Polri Buka Data Penindakan Kerumunan Darurat COVID-19 Sejauh Ini
Operasi bubarkan kerumunan oleh polisi (Sumber: humas.polri.go.id)

Bagikan:

 JAKARTA - Polri membeberkan data penindakan terhadap pihak yang masih berkurumun selama pandemi COVID-19. Berdasarkan data, Jawa Timur merupakan wilayah yang paling banyak dilakukan penindakan.

Karo Penmas DivHumas Polri Brigjen Argo Yuwono mengatakan, sekitar tiga ribu orang dilakukan penindakan usai maklumat Kapolri diberlakukan. Mereka diminta untuk membuat surat pernyataan agar tak mengulangi perbuatannya.

"Di Jawa Timur, ada kegiatan pembubaran di beberapa lokasi, tetapi karena masih ngeyel, kita bawa ke kantor polisi. Ada sekitar 3000 masyarakat," ucap Argo di Graha BNPB, Jakarta, Senin, 6 April.

Kemudian, wilayah lain yang sudah mulai melakukan penindakan tegas, yakni, DKI Jakarta. Sekitar 18 orang ditetapkan sebagai tersangka karena melawan atau menolak ketika petugas membubarkannya. Meski ditetapkan sebagai tersangka, lanjut Argo, mereka tak ditahan dan hanya berstatus sebagai tahanan rumah.

Jika merujuk data yang ada, maka, sebanyak 10.873 kerumunan massa telah dibubarkan selama pandemi COVID-19. Artinya, Polri tak akan main-main dalam melakukan penindakan tersebut yang bertujuan untuk memutus mata rantai penyebaran.

Penindakan terkait kerumunan, dikatakan, akan dibarengi dengan penyampaian informasi dan edukasi soal bahaya penyebaran COVID-19. Petugas akan terua mengimbau masyarakat agar tak keluar rumah. Selanjutnya, dari data yang ada juga tertera jika Polri sudah menindak puluhan kasus penyebaran hoaks terkait COVID-19 di seluruh Indonesia.

"Kemudian juga ada kasus hoax sudah kita tangani 76 kasus. Kasus hoax terbanyak yang diungkap adalah di Polda Metro Jaya sebanyak 11 kasus dan Polda Jawa Timur 11 kasus," tandas Argo.

Diberitakan sebelumnya, pemerintah mengeluarkan imbauan pembatasan sosial skala besar untuk menghadapi pandemi virus corona atau COVID-19. Polri akan bertindak tegas bagi masyarakat yang tak bisa menjalankan kebijakan ini.

Kapolri Jenderal Idham Azis mengatakan, ada sejumlah pasal buat menjerat mereka yang tak mengindahkan kebijakan dari pemerintah ini. 

Untuk yang berkerumun, mereka dijerat Pasal 14 ayat 1 dan 2 Undang-Undang Nomor 4 tahun 1984 tentang Wabah Penyakit dan Pasal 93 Undang-Undang Nomor 6 tahun 2018 tentang Karantina Kesehatan. Masyarakat juga diminta berkegiatan di dalam rumah sesuai dengan Pasal 212, 214 ayat 1 dan 2, serta Pasal 216, dan 218 KUHP.

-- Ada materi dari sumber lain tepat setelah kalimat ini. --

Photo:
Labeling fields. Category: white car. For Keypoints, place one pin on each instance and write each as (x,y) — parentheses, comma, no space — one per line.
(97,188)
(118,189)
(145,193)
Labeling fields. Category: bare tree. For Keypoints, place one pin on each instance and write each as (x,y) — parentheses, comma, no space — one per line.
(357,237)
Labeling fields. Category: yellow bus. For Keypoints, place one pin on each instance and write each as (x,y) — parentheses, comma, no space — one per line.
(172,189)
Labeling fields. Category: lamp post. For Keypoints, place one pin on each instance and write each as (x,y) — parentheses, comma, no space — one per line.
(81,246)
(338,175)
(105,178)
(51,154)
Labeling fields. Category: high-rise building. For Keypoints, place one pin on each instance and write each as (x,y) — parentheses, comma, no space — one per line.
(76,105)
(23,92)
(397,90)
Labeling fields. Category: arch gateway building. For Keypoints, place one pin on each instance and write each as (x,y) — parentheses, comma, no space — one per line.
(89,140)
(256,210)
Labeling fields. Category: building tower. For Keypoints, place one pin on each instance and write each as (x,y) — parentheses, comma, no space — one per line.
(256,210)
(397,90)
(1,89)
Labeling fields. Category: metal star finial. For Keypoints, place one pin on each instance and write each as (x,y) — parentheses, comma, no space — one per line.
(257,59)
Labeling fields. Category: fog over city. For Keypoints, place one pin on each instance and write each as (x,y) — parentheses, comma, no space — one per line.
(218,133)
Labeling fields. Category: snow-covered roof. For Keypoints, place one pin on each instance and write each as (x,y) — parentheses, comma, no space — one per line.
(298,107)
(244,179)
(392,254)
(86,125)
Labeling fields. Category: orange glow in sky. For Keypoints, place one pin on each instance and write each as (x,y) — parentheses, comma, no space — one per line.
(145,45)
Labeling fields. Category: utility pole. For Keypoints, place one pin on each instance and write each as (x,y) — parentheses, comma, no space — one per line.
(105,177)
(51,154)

"Terkait sanksi pidana terhadap masyarakat yang melanggar kebijakan pemerintah dalam masa darurat pandemi COVID-19, seperti tidak mau dibubarkan saat berkerumun, mengadakan keramaian setelah diperintah petugas, ancaman (Pasal) yang dapat dikenakan (kepada masyarakat)," ucap Idham rapat kerja bersama Komisi III DPR RI melalui video teleconference, Selasa, 31 Maret.

Merujuk ayat 1 dan 2 pada Pasal 14 Undang-Undang Nomor 4 tahun 1984 tentang wabah penyakit, mereka yang melanggar akan dipenjarakan paling lama satu tahun dan denda satu juta rupiah.

Sedangkan, sanksi yang lebih berat tertera pada Pasal 93 Undang-Undang Nomor 6 tahun 2018 tentang Karantina Kesehatan. Mereka yang melanggar akan dipenjara satu tahun dan atau denda seratus juta rupiah. Sementara, untuk Pasal 212, 214 ayat 1 dan 2, serta Pasal 216, dan 218 KUHP, baru akan diterapakan kepada masyarakat yang membandel, jika mereka melakukan perlawanan kepada petugas kepolisian.